Fr., 02.05.2008

Ian Hamilton Finlay - Eine Erinnerung an Annette Was bleibt nach dem Entschwinden?

Ian Hamilton Finlay - Eine Erinnerung an Annette : Was bleibt nach dem Entschwinden?

Hoch am Baum hängt die Tafel mit dem Satz der Annette von Droste-Hülshoff. Foto: Gerhard H. Kock

Münster. Wer kennt Ludwig Roth von Schreckenstein? Wer kennt Annette von Droste-Hülshoff? Was überdauert, Politik oder Poesie, Militär oder Muse, Wichtigkeit im Leben oder Worte für die Ewigkeit? Es gibt wohl nur einen Ort in Münster, wo diese Fragen brennend werden: der alte Überwasserfriedhof. Dort hat der schottische Bildhauer Ian Hamilton Finlay 1987 bescheiden einen 35 mal 75 mal 20 Zentimeter großen Sandstein an einer Pappel anbringen lassen.

Heute hängt das Epitaph direkt über der Eindruck schindenden Grabstätte des Freiherrn Roth von Schreckenstein (16. November 1789 - 30. Mai 1858). Kein Geringerer als Bildhauer Friedrich Drake (1805-1882), dessen goldene Viktoria die Berliner Siegessäule krönt, soll den aufgebahrten Metall-Corpus des preußischen Kriegsministers von 1848 (20. Juni bis 7. September) geschaffen haben. Vielleicht war aber auch nur ein westfälischer Wunsch Vater dieser zur Ehre gereichenden Urheberschaft. Andere Quellen geben nämlich den Oberschlesier August Kreß (1802-1860) als Schöpfer an.
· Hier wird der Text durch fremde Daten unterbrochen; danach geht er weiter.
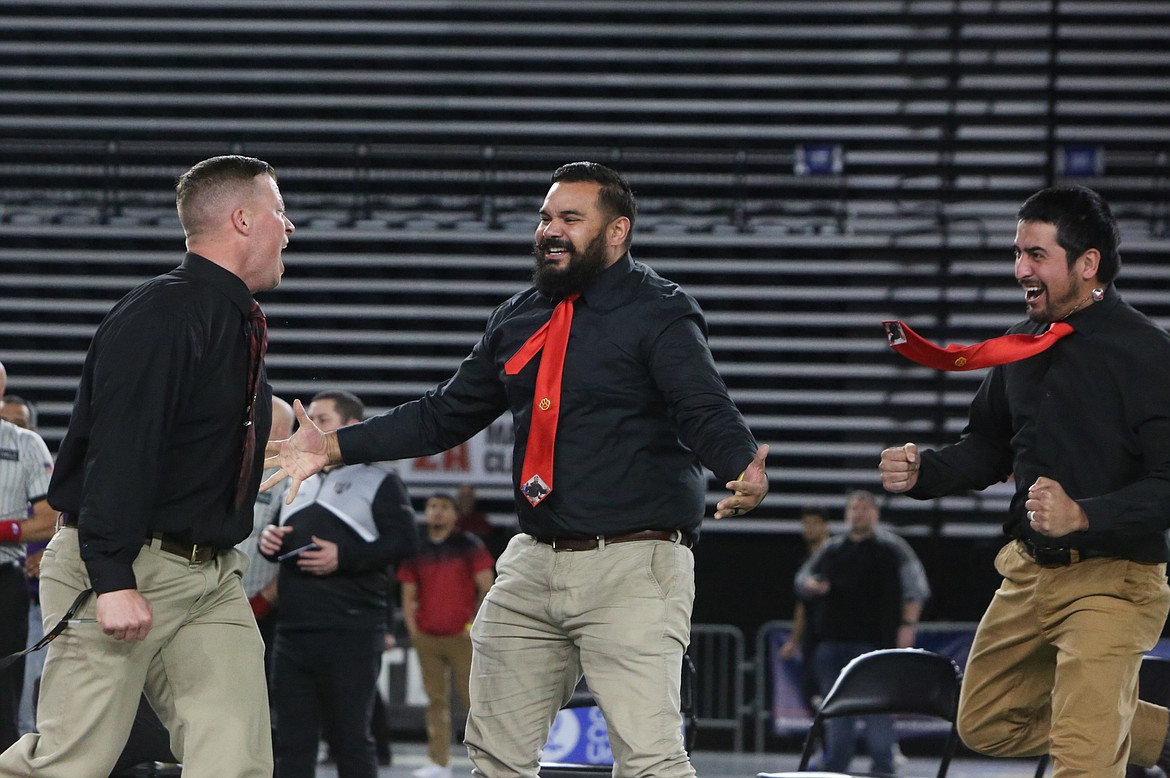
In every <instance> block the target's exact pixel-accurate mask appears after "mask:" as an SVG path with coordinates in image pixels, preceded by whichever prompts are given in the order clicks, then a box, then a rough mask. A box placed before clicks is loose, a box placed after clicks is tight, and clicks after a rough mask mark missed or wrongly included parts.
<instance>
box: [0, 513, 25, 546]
mask: <svg viewBox="0 0 1170 778" xmlns="http://www.w3.org/2000/svg"><path fill="white" fill-rule="evenodd" d="M20 531H21V528H20V522H19V521H16V519H12V521H5V522H0V543H16V542H19V541H20Z"/></svg>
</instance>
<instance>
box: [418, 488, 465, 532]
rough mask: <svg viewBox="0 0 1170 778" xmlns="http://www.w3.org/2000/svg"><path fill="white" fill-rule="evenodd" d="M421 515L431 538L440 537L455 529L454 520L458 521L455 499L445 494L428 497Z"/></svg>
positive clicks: (458, 514) (458, 519)
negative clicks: (450, 497) (423, 516)
mask: <svg viewBox="0 0 1170 778" xmlns="http://www.w3.org/2000/svg"><path fill="white" fill-rule="evenodd" d="M422 515H424V519H425V521H426V523H427V532H428V533H429V535H431V537H432V538H433V539H441V538H445V537H447V536H448V535H450V533H452V532H453V531H454V529H455V522H457V521H459V511H457V510H456V509H455V501H454V500H452V498H450V497H448V496H446V495H435V496H433V497H431V498H428V500H427V504H426V508H425V509H424V514H422Z"/></svg>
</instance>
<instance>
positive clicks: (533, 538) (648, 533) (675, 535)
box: [532, 530, 695, 551]
mask: <svg viewBox="0 0 1170 778" xmlns="http://www.w3.org/2000/svg"><path fill="white" fill-rule="evenodd" d="M532 539H535V541H536V542H537V543H544V544H545V545H551V546H552V550H553V551H596V550H600V549H605V546H606V545H608V544H611V543H629V542H633V541H669V542H670V543H674V544H675V545H682V546H686V548H688V549H689V548H691V546H694V544H695V536H693V535H691V533H690V532H688V531H687V530H639V531H636V532H624V533H620V535H597V536H594V537H590V538H574V537H548V536H542V535H534V536H532Z"/></svg>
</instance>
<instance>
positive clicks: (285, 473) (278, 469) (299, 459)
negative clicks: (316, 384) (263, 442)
mask: <svg viewBox="0 0 1170 778" xmlns="http://www.w3.org/2000/svg"><path fill="white" fill-rule="evenodd" d="M292 411H294V413H296V420H297V431H296V433H294V434H292V436H291V438H288V439H287V440H270V441H268V446H266V447H264V468H273V467H275V468H280V469H278V470H276V473H274V474H273V475H270V476H269V477H268V478H267V480H266V481H264V482H263V483H262V484H260V490H261V491H268V490H269V489H271V488H273V487H275V486H276V484H277V483H280V482H281V481H283V480H284V478H285V477H288V478H291V480H290V481H289V490H288V496H287V497H285V498H284V502H285V503H287V504H291V503H292V498H294V497H296V493H297V491H298V490H300V489H301V482H302V481H304V480H305V478H308V477H309V476H311V475H314V474H316V473H319V471H321V470H323V469H324V468H325V467H326V466H328V464H331V462H330V447H329V440H328V436H326V435H325V433H323V432H322V431H321V428H319V427H318V426H317V425H315V424H314V422H312V419H310V418H309V414H308V413H305V409H304V406H303V405H302V404H301V400H294V401H292Z"/></svg>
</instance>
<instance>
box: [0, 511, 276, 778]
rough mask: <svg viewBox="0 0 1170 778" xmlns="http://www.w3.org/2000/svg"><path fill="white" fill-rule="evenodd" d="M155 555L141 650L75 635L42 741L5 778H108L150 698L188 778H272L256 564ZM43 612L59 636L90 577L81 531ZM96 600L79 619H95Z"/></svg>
mask: <svg viewBox="0 0 1170 778" xmlns="http://www.w3.org/2000/svg"><path fill="white" fill-rule="evenodd" d="M157 545H158V542H157V541H156V542H154V543H153V544H152V545H151V546H144V548H143V550H142V551H140V552H139V555H138V558H137V559H136V560H135V565H133V566H135V576H136V578H137V580H138V591H139V592H142V594H143V595H144V597H145V598H146V599H147V600H149V601H150V604H151V608H152V612H153V627H152V628H151V631H150V633H149V634H147V636H146V640H144V641H142V642H133V643H130V642H124V641H118V640H113V639H112V638H109V636H106V635H104V634H103V633H102V628H101V627H99V626H98V625H97V624H92V622H90V624H77V625H71V626H69V627H68V628H67V629H66V631H64V633H62V634H61V636H60V638H57V639H56V640H55V641H53V642H51V643H50V645H49V648H48V657H47V659H46V662H44V673H43V675H42V680H41V696H40V704H39V707H37V729H39V732H34V734H29V735H25V736H23V737H22V738H20V739H19V741H18V742H16V743H15V744H14V745H13V746H12V748H9V749H8V750H7V751H5V752H4V753H2V755H0V777H4V778H27V777H28V776H37V778H105V776H108V774H109V773H110V770H111V767H112V766H113V764H115V762H116V760H117V758H118V755H119V753H121V752H122V748H123V744H124V743H125V742H126V736H128V735H129V732H130V727H131V723H132V722H133V717H135V711H136V710H137V708H138V701H139V697H140V695H142V693H143V691H144V690H145V693H146V697H147V698H149V700H150V703H151V707H153V708H154V710H156V712H158V715H159V718H161V721H163V723H164V724H165V725H166V728H167V730H168V731H170V734H171V750H172V751H173V752H174V755H176V758H178V759H180V760H181V762H183V763H184V769H183V774H184V778H233V777H234V778H271V774H273V752H271V735H270V725H269V717H268V689H267V684H266V682H264V666H263V654H264V647H263V643H262V642H261V639H260V632H259V631H257V629H256V621H255V619H254V618H253V615H252V610H250V608H249V607H248V603H247V600H246V599H245V597H243V588H242V586H241V585H240V576H241V573H242V567H243V566H245V565H247V557H246V556H245V555H242V553H241V552H239V551H235V550H234V549H233V550H228V551H226V552H223V553H221V555H220V556H219V557H218V558H216V559H214V560H212V562H208V563H204V564H199V565H188V564H187V563H186V562H185V560H184V559H181V558H180V557H177V556H174V555H171V553H166V552H164V551H160V550H158V549H157ZM41 571H42V579H41V604H42V606H43V610H44V622H46V624H47V625H48V626H49V627H51V626H54V625H56V624H57V620H59V619H61V617H62V615H63V614H64V611H66V610H67V608H68V607H69V605H70V604H71V603H73V601H74V598H76V595H77V594H78V592H81V591H82V590H84V588H87V587H88V586H89V577H88V576H87V573H85V567H84V565H83V564H82V562H81V556H80V552H78V548H77V531H76V530H75V529H68V528H67V529H62V530H59V531H57V533H56V535H55V536H54V537H53V541H51V542H50V543H49V546H48V549H47V550H46V552H44V558H43V560H42V563H41ZM96 607H97V606H96V604H95V598H94V597H91V598H90V599H89V600H88V601H87V603H85V606H84V607H83V608H82V610H81V611H80V612H78V613H77V614H76V617H75V618H78V619H87V618H88V619H92V618H94V617H95V614H96Z"/></svg>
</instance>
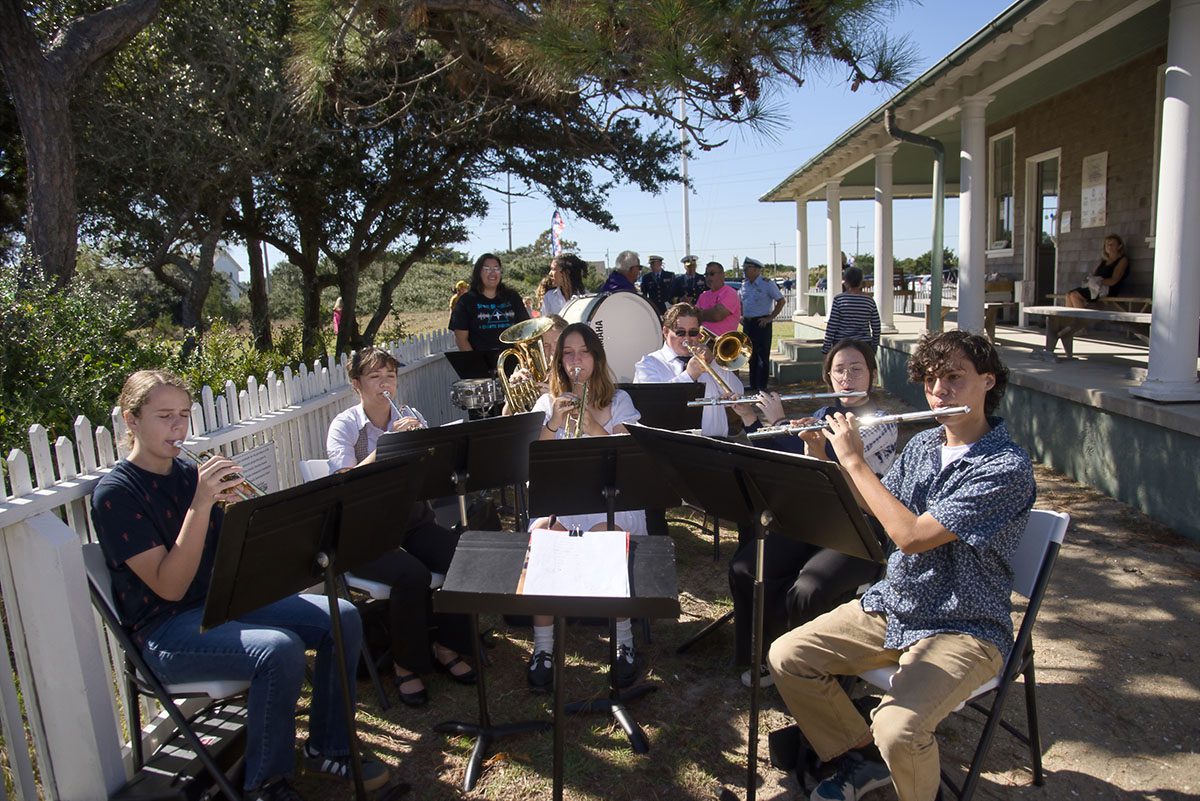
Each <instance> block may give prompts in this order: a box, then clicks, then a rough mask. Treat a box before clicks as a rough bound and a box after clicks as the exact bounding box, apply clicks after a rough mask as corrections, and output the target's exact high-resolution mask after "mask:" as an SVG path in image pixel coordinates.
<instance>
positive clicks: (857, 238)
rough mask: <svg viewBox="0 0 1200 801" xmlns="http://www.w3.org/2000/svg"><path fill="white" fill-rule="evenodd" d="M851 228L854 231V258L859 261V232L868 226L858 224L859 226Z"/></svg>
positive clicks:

Freiherr Ludwig Roth von Schreckenstein ruht unter den "Augen" der Dichterin.
Foto: Gerhard H. Kock

Wie dem auch sei, hier trifft die Muse auf das Militär . Auf Tafeln an Kopf- und Fußende des Generals sind Wappen (vier Felder zwei Kreuze, zwei Einhörner) und Worte in Bronze gegossen: „Terrere nolo. Timere Nescio.“ („Ich will niemanden schrecken und kenne keine Angst.“). Die in Stein gehauenen Epitaph-Worte ,,Meine Lieder werden leben, wenn ich längst entschwand“ stammen von der Zeitgenossin des kommandierenden Generals Annette von Droste-Hülshoff.

Das Entschwinden teilte der Stein mit der Liedautorin. Während der „Skulptur 1987“ stahl jemand das Werk vom Überwasser-Friedhof. Fünf Jahre blieb es verschollen. 1992 tauchte es in einem Garten an der Hittorfstraße wieder auf. Eine Leserin der Westfälischen Nachrichten meldete sich aufgrund eines Artikels. Sie habe gedacht, es sei ein „umgestürzter Grabstein“ als sie ihn 1987 in ihrem Garten entdeckt hatte. Die Frau gab an, sie habe zu jener Zeit eine „starke Beziehung zu Übersinnlichem gehabt und beließ den Gedenkstein daher genau dort, wo ihn scheinbar „höhere Mächte” plaziert hatten.
Vom Moose befreit wurde das Dichterinnen-Wort zum fünften Sonntag der Fastenzeit wieder in entsprechenderer Höhe angebracht,
Der Eigenbrötler Finlay starb am 27. März 2006 im Alter von 80 Jahren in einem Altersheim in Edinburgh. Sein Stein hat überdauert.